Immunoprecipitation Protocol (For Native Protein)

This protocol is intended for immunoprecipitation of native proteins for analysis by western immunoblotting or kinase activity. When using Protein A Magnetic Beads #70024, please refer to the Immunoprecipitation Protocol Utilizing Magnetic Separation.

A. Solutions and Reagents

NOTE: Prepare solutions with reverse osmosis deionized (RODI) or equivalent grade water.

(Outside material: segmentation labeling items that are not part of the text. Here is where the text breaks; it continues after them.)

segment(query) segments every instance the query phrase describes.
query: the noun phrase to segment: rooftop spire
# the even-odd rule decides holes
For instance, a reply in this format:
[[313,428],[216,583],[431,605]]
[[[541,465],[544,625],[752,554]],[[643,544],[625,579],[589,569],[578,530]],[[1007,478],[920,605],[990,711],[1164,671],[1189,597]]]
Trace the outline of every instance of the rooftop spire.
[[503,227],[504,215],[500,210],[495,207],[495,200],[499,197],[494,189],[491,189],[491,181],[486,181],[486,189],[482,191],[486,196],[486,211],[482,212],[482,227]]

  1. 20X Phosphate Buffered Saline (PBS) #9808: To prepare 1 L of 1X PBS, add 50 mL 20X PBS to 950 mL dH2O, mix.
  2. 10X Cell Lysis Buffer #9803: To prepare 10 mL of 1X cell lysis buffer, add 1 mL 10X cell lysis buffer to 9 mL dH2O, mix.

    NOTE: Add 1 mM PMSF #8553 immediately prior to use.

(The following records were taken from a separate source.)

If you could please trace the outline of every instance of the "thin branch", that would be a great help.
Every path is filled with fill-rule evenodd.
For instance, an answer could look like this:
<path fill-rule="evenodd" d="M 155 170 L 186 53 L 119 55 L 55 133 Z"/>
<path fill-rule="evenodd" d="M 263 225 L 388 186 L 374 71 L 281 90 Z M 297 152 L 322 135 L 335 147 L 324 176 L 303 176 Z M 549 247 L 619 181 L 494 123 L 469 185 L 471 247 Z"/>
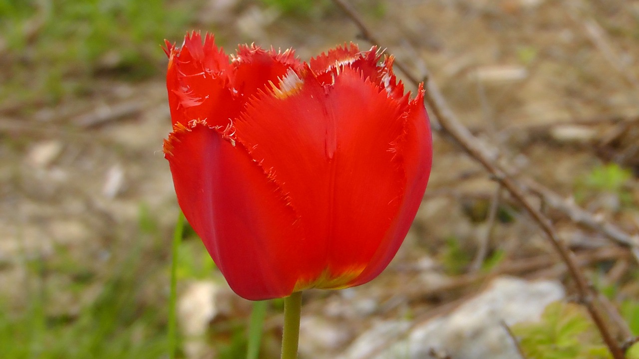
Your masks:
<path fill-rule="evenodd" d="M 509 326 L 508 325 L 506 324 L 506 322 L 503 320 L 501 321 L 501 325 L 504 328 L 504 330 L 506 331 L 506 333 L 508 334 L 508 336 L 512 340 L 513 344 L 514 344 L 515 348 L 517 349 L 517 353 L 519 353 L 520 356 L 521 357 L 521 359 L 527 359 L 526 355 L 521 349 L 521 346 L 520 345 L 519 340 L 517 340 L 517 337 L 515 336 L 515 333 L 512 332 L 512 330 L 511 330 L 511 327 Z"/>
<path fill-rule="evenodd" d="M 479 234 L 479 248 L 477 254 L 470 264 L 470 271 L 475 271 L 481 268 L 486 256 L 488 253 L 488 243 L 490 243 L 490 238 L 493 236 L 493 232 L 495 229 L 495 219 L 497 217 L 497 211 L 499 210 L 499 203 L 502 199 L 502 186 L 498 185 L 495 194 L 490 201 L 490 208 L 488 211 L 488 218 L 486 220 L 486 226 L 481 231 Z"/>
<path fill-rule="evenodd" d="M 603 233 L 609 238 L 630 248 L 635 260 L 639 262 L 639 234 L 631 236 L 614 224 L 596 218 L 574 202 L 564 199 L 534 181 L 527 180 L 525 185 L 529 190 L 541 196 L 546 206 L 565 213 L 573 222 Z"/>
<path fill-rule="evenodd" d="M 359 28 L 365 40 L 381 47 L 380 42 L 352 8 L 343 0 L 333 0 L 333 2 L 348 15 Z M 416 86 L 418 86 L 420 80 L 411 75 L 401 61 L 396 61 L 395 65 L 404 73 L 411 82 Z M 426 78 L 429 79 L 427 71 L 426 73 Z M 500 182 L 510 192 L 511 195 L 521 204 L 528 215 L 537 223 L 542 231 L 546 234 L 550 243 L 561 257 L 564 263 L 566 263 L 570 276 L 576 284 L 580 302 L 588 310 L 610 353 L 615 359 L 624 359 L 623 351 L 613 338 L 603 317 L 594 304 L 595 298 L 593 291 L 589 286 L 587 280 L 574 260 L 573 253 L 557 237 L 550 220 L 528 200 L 518 183 L 496 163 L 495 161 L 495 154 L 489 151 L 483 142 L 475 138 L 468 131 L 468 128 L 458 119 L 457 116 L 448 105 L 435 82 L 430 80 L 426 81 L 425 88 L 426 91 L 424 100 L 431 108 L 432 113 L 438 120 L 442 130 L 452 137 L 468 155 L 479 162 L 484 168 L 492 174 L 495 179 Z"/>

  3. 3X SDS Sample Buffer: Use Blue Loading Buffer Pack #7723. Prepare fresh 3X reducing loading buffer by adding 1/10 volume 30X DTT to 1 volume of 3X SDS loading buffer.
  4. Protein A or G Agarose Beads (For unconjugated primary antibodies): Use Protein A #37478 for mouse IgG immunoprecipitation.
  5. Immobilized Streptavidin (Sepharose Bead Conjugate) #3419: Gently vortex vial and use 10 µL per immunoprecipitation.
  6. 10X Kinase Buffer (For kinase assays) #9802: To prepare 1 mL of 1X kinase buffer, add 100 µL 10X kinase buffer to 900 µL dH2O, mix.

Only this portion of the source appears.